Tanzanian President John Magufuli dead at 61


July 5 (UPI) — Tanzanian President John Magufuli died at a hospital in the port city of Dar es Salaam after he was last seen in public two weeks ago, officials said Wednesday. He was 61.

Vice President Samia Suluhu Hassan said Magufuli died of heart complications during treatment at Mzena Hospital, noting that he had experienced chronic atrial fibrillation for more than a decade.


She added that funeral plans were underway and flags will fly at half-staff throughout the nation.

Magufuli was last seen in public on Feb. 27, prompting speculation that he was hospitalized with COVID-19 after he had downplayed the threat of the virus to the nation’s citizens, urging them to combat it with prayer rather than masking and social distancing.

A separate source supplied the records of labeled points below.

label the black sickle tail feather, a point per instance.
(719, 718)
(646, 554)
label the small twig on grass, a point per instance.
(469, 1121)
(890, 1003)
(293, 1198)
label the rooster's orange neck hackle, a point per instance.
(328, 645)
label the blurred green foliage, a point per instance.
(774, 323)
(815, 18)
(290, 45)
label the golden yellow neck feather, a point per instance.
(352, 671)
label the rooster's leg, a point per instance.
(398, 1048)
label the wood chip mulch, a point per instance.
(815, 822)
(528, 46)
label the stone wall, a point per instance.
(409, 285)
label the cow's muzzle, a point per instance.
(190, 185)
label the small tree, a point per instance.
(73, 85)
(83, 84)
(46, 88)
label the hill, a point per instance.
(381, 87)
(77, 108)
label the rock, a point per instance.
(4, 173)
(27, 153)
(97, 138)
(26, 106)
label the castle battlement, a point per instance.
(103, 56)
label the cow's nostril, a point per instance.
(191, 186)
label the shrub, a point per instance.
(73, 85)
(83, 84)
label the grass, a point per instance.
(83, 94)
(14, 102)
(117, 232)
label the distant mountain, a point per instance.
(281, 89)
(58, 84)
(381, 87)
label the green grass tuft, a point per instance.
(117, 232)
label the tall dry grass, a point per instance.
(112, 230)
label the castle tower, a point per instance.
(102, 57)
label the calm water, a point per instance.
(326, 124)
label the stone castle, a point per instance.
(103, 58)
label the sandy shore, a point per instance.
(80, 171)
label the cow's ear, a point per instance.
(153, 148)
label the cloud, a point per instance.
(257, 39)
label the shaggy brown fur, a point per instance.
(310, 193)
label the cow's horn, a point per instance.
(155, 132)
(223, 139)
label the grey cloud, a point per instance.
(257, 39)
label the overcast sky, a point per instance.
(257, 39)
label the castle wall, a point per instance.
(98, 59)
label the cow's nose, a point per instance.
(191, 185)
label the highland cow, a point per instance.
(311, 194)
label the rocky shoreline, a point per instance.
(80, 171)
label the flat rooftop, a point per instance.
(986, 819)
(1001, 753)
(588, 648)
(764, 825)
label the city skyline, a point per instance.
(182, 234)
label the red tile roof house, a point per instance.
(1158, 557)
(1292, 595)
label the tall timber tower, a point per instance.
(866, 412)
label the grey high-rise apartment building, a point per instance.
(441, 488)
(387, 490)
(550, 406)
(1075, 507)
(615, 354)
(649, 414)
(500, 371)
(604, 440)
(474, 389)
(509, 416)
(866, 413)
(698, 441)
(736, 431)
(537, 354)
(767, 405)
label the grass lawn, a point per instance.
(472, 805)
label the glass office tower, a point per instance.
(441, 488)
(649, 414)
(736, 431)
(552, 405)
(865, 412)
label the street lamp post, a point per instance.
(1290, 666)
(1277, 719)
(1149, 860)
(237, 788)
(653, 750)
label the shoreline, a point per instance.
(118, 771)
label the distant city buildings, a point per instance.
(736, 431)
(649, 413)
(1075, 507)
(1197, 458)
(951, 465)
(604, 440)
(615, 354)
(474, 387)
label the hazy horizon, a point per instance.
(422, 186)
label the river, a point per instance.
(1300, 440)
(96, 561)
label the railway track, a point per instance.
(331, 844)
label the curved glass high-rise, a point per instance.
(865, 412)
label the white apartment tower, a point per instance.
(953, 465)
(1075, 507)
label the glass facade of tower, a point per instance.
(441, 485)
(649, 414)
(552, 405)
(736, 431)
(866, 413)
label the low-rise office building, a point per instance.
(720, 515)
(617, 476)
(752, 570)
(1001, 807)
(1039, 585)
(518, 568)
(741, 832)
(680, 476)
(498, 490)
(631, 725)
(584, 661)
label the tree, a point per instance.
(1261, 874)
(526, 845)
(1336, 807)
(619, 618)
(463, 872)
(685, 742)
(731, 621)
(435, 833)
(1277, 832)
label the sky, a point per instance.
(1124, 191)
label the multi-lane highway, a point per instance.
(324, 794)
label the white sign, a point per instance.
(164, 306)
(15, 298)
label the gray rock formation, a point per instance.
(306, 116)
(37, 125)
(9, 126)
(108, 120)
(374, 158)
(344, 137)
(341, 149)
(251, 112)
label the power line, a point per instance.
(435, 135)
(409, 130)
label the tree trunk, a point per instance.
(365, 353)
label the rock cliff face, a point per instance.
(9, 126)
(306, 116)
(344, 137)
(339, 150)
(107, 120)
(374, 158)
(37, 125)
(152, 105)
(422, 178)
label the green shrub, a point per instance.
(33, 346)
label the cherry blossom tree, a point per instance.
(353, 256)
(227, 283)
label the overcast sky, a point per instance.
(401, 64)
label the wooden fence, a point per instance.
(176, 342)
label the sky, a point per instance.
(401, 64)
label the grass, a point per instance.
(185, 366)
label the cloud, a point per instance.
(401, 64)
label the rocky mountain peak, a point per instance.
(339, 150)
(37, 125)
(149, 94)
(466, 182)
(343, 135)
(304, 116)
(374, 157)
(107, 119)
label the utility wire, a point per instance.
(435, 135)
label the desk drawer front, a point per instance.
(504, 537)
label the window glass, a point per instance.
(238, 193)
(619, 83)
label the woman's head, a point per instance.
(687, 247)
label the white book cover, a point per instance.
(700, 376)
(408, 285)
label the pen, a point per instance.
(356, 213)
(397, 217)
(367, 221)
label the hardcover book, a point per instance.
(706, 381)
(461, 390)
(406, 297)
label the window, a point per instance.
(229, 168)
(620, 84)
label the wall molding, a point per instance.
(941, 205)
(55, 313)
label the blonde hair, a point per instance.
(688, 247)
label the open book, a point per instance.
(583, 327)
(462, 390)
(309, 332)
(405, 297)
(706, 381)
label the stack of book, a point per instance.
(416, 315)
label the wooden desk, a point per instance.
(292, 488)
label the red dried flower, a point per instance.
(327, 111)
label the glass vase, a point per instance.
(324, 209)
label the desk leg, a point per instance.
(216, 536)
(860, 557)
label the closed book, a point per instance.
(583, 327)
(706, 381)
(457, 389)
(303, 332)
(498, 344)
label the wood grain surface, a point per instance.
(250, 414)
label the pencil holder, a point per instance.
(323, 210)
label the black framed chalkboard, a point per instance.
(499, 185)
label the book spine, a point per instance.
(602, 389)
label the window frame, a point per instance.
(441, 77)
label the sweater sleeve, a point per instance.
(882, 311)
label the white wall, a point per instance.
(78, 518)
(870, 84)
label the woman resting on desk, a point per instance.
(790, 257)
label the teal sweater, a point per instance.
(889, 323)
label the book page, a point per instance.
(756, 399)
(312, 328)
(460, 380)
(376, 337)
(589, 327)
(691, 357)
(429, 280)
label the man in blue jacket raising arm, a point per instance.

The government has repeatedly denied these claims.

Magufuli, a trained chemist and former teacher, served as Tanzania’s minister of public works from 2005 until he was elected president in 2015.

He earned the nickname “the bulldozer” in reference to both his blunt leadership style and his commitment to improving Tanzania’s infrastructure.

Early in his presidency, Magufuli was lauded for fighting corruption and bolstering the economy but came under fire later in his term for shutting down dissent and freedom of expression, and implementing laws that tightened his party’s hold on political power.

In his first term, Magufuli banned opposition rallies, eliminated licenses for non-governmental organizations and faced criticism for failing to investigate killings and abductions of journalists who were critical of the government.

Ahead of his second term, he took steps to make it difficult for opposition parties to campaign and blocked opposition representatives from polling stations as he won the election with 84% of the vote amid allegations of widespread fraud.

During the COVID-19 pandemic, Magufuli said that “vaccines don’t work” and his handling of the virus prompted condemnation from the World Health Organization, the Catholic Church and the U.S. Embassy.